The development of CRS microscope tracks very closely with the evolution of the laser itself. The first coherent Raman scattering microscope was powered by visible dye lasers, which were common in the early 1980s2. The wide spectral tuning range of dye lasers made them a natural choice for CRS experiments. The modern version of the CRS microscope makes use of more reliable and compact ultrafast light sources that provide pump and Stokes beams in the near-infrared (NIR) range3. However, the choice of excitation wavelength is predicated on more than just the available laser sources of the day. NIR excitation beams experience less scattering than their visible counterparts, allowing for deeper imaging in turbid media, such as biological tissues. Because the absorption of light by biological materials is significantly higher in the visible range, the use of NIR excitation limits the deposition of energy in samples, thereby reducing photodamaging effects.

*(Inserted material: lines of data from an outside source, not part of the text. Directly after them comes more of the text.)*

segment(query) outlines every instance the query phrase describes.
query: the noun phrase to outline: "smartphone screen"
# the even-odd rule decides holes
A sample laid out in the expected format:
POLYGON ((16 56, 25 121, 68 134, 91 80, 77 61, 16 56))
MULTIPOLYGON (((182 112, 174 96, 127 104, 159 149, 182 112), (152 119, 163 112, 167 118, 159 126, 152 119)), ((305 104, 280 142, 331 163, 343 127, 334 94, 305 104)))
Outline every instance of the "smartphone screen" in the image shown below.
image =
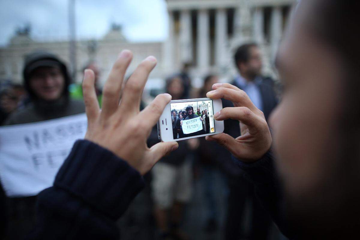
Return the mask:
POLYGON ((212 100, 170 103, 174 139, 215 132, 212 100))

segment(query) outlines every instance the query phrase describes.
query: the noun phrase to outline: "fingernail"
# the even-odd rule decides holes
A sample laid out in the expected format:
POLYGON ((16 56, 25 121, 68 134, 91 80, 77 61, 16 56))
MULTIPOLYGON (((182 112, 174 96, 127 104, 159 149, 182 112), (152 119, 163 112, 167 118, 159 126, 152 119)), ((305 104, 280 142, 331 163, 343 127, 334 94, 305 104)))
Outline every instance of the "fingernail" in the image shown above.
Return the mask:
POLYGON ((176 145, 174 145, 174 146, 172 146, 172 147, 171 148, 171 151, 176 150, 177 149, 177 148, 179 147, 179 145, 178 144, 176 144, 176 145))
POLYGON ((131 55, 131 52, 130 50, 125 49, 125 50, 123 50, 121 51, 121 52, 120 53, 120 54, 119 55, 119 58, 128 58, 130 57, 131 55))
POLYGON ((214 114, 214 118, 217 118, 218 117, 219 117, 219 116, 220 116, 220 112, 221 112, 221 110, 219 111, 217 113, 215 113, 215 114, 214 114))
POLYGON ((150 61, 150 62, 154 62, 154 63, 156 63, 157 61, 157 60, 156 60, 156 58, 153 56, 149 56, 145 59, 145 60, 150 61))
POLYGON ((167 96, 167 97, 168 98, 169 98, 170 100, 171 100, 171 99, 172 98, 172 97, 171 96, 171 95, 168 93, 164 93, 164 95, 167 96))
POLYGON ((212 91, 211 91, 210 92, 208 92, 206 94, 206 96, 209 97, 209 96, 212 95, 214 93, 216 92, 216 90, 213 90, 212 91))

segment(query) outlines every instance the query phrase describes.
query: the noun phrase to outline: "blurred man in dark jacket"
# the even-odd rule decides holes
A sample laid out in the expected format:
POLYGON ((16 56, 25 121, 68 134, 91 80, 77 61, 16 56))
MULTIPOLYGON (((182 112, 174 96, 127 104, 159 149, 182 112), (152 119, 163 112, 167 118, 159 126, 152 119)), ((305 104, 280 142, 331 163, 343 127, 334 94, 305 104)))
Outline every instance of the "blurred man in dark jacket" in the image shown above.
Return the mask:
MULTIPOLYGON (((27 123, 81 113, 82 101, 71 100, 71 82, 65 65, 57 56, 44 52, 26 56, 23 71, 24 86, 30 103, 14 112, 5 125, 27 123)), ((33 227, 36 196, 8 199, 9 236, 22 238, 33 227)))
MULTIPOLYGON (((264 113, 267 120, 277 104, 273 89, 273 80, 261 76, 262 62, 260 49, 255 43, 244 44, 237 50, 234 63, 239 74, 232 83, 243 90, 254 104, 264 113)), ((271 221, 269 214, 255 197, 254 187, 244 178, 243 173, 230 177, 228 181, 230 191, 226 224, 227 239, 235 236, 245 237, 242 218, 247 200, 251 203, 252 219, 249 239, 266 239, 269 235, 271 221)))

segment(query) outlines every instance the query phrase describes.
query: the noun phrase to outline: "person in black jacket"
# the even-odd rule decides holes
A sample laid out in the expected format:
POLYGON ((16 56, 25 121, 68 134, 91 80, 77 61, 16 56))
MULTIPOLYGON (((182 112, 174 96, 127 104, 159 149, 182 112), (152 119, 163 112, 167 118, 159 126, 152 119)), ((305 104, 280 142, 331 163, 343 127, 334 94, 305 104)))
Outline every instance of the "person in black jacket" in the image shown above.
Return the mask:
MULTIPOLYGON (((276 107, 277 99, 273 89, 273 80, 261 76, 261 52, 255 43, 242 45, 234 55, 234 63, 239 72, 232 84, 243 90, 254 105, 262 111, 267 121, 276 107)), ((225 227, 225 238, 246 238, 266 239, 270 233, 271 219, 255 197, 254 187, 243 176, 240 171, 235 176, 228 175, 228 184, 230 194, 228 198, 228 212, 225 227), (242 226, 246 201, 251 203, 251 216, 248 236, 242 226), (237 236, 235 237, 235 236, 237 236)))
MULTIPOLYGON (((207 95, 233 102, 235 107, 214 117, 238 119, 242 132, 236 139, 221 133, 207 140, 232 153, 262 205, 291 239, 360 235, 359 6, 357 1, 335 0, 302 1, 297 6, 276 59, 285 86, 270 120, 276 160, 269 151, 273 138, 264 113, 243 91, 219 83, 207 95)), ((156 122, 158 106, 163 108, 170 99, 161 95, 138 111, 153 58, 127 82, 119 106, 128 54, 112 71, 101 112, 93 74, 85 73, 86 140, 74 145, 53 186, 39 195, 38 225, 29 239, 116 239, 114 221, 141 189, 140 174, 176 148, 172 142, 149 149, 145 144, 148 121, 156 122)))
POLYGON ((142 176, 177 148, 176 142, 159 143, 150 149, 146 146, 153 126, 171 98, 161 94, 139 112, 147 76, 156 64, 154 57, 148 57, 135 70, 119 105, 132 59, 128 50, 120 55, 104 87, 101 110, 94 72, 85 71, 85 139, 74 144, 53 186, 39 194, 37 224, 28 239, 118 239, 115 221, 144 187, 142 176))

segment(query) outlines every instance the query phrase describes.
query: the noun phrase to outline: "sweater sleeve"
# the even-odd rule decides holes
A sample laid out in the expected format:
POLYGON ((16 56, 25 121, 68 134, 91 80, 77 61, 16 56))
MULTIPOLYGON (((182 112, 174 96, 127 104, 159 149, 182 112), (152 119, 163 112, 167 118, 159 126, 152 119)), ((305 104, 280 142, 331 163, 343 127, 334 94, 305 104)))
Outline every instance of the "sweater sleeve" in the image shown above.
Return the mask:
POLYGON ((116 220, 143 188, 142 177, 125 161, 81 140, 38 196, 31 239, 115 239, 116 220))
POLYGON ((261 159, 251 163, 231 157, 244 172, 244 177, 254 185, 255 194, 263 207, 283 234, 288 236, 282 207, 282 189, 272 153, 268 151, 261 159))

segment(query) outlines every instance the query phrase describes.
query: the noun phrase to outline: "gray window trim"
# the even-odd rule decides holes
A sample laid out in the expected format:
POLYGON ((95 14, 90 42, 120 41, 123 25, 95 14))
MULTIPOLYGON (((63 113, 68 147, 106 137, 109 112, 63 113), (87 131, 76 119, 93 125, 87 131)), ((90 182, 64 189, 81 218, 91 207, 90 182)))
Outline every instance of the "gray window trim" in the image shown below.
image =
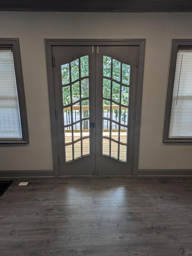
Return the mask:
POLYGON ((172 39, 163 137, 163 142, 164 143, 172 144, 178 143, 178 145, 181 145, 182 144, 182 145, 186 145, 185 143, 187 142, 188 145, 189 143, 192 145, 192 139, 169 139, 169 131, 177 52, 180 49, 191 48, 192 48, 192 39, 172 39))
POLYGON ((144 63, 145 53, 145 39, 45 39, 45 52, 47 66, 47 74, 49 99, 50 111, 51 120, 52 152, 55 177, 60 175, 59 167, 58 163, 58 148, 57 142, 56 121, 55 118, 54 81, 52 65, 52 47, 55 45, 138 45, 139 47, 139 63, 136 82, 137 90, 135 100, 136 115, 134 127, 134 146, 133 149, 134 163, 132 175, 137 176, 138 173, 139 152, 141 116, 141 105, 143 81, 144 72, 144 63))
POLYGON ((26 144, 29 142, 29 135, 19 39, 0 38, 0 48, 3 48, 11 50, 13 51, 23 139, 19 141, 0 140, 0 144, 26 144))

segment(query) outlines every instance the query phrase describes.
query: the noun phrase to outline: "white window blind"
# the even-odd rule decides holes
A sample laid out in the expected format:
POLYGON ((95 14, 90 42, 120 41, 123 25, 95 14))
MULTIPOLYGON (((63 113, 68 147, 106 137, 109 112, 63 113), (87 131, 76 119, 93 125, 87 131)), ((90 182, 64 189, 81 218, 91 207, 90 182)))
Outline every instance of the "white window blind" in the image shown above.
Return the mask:
POLYGON ((0 50, 0 140, 22 140, 13 52, 0 50))
POLYGON ((192 138, 192 51, 177 53, 169 139, 192 138))

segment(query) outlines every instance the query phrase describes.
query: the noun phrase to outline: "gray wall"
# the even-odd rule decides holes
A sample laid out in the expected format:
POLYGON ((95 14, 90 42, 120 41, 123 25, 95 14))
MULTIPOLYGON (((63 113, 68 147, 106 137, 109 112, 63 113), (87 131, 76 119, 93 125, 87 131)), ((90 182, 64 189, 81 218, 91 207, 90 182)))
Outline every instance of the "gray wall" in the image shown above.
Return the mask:
POLYGON ((192 13, 0 12, 19 39, 30 144, 0 147, 0 170, 53 169, 44 39, 146 38, 139 169, 192 169, 192 146, 162 142, 172 39, 192 38, 192 13))

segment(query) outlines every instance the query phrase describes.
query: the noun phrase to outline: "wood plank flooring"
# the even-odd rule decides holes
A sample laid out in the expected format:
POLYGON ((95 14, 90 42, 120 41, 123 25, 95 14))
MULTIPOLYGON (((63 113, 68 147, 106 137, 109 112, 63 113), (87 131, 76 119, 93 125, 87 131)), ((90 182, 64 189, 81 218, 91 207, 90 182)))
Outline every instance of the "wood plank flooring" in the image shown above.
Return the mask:
POLYGON ((192 255, 192 178, 15 179, 0 205, 1 256, 192 255))
MULTIPOLYGON (((103 136, 109 138, 109 132, 103 133, 103 136)), ((83 133, 83 136, 89 136, 89 133, 83 133)), ((120 133, 120 142, 123 143, 127 142, 127 132, 121 132, 120 133)), ((118 133, 112 132, 111 133, 111 137, 117 142, 118 140, 118 133)), ((81 138, 80 133, 74 133, 74 139, 75 141, 78 139, 81 138)), ((65 134, 65 141, 66 143, 71 142, 72 141, 72 133, 66 133, 65 134)), ((109 155, 109 141, 107 139, 104 139, 103 140, 103 154, 104 155, 109 155)), ((89 154, 89 139, 85 139, 82 140, 82 154, 83 155, 89 154)), ((79 141, 76 142, 74 144, 74 157, 75 159, 80 157, 81 155, 81 142, 79 141)), ((66 159, 67 161, 71 161, 73 160, 73 151, 71 145, 67 146, 66 147, 66 159)), ((111 142, 111 156, 115 158, 117 158, 118 155, 118 145, 117 143, 114 142, 111 142)), ((119 150, 119 158, 122 161, 126 161, 127 158, 127 146, 121 145, 119 150)))

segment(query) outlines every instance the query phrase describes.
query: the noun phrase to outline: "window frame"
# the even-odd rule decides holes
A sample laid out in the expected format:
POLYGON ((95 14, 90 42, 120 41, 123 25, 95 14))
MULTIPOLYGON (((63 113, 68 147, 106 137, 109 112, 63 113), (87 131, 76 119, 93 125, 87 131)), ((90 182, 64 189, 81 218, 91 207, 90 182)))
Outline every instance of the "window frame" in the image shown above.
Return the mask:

Because of their favorable properties for biological imaging, NIR light sources have become the gold standard for CRS. Utilizing NIR excitation, CRS microscopy has been immensely successful at visualizing live cells and tissues, helping unravel outstanding problems in biology and biomedicine. However, the longer wavelength of the NIR sources has a downside. The spatial resolution in optical microscopy is inversely correlated with the wavelength of light; a longer wavelength implies a lower resolution. Using high numerical aperture (NA) objective lenses, the lateral spatial resolution in CRS imaging is typically ~0.3 μm, i.e., too low to resolve many relevant cellular structures.
Encouraged by successes in fluorescence microscopy, many research teams have sought to increase the resolution of CRS microscopy. But unlike fluorescence imaging processes, the efficient population and depopulation of relevant molecular eigenstates, which is required for most super-resolution techniques, is more difficult to accomplish through coherent Raman scattering. Thus far, this line of research has been limited to mostly theoretical exercises4,5. Afew recent successes notwithstanding6,7, CRS imaging of biological samples at super-resolution remains an elusive goal.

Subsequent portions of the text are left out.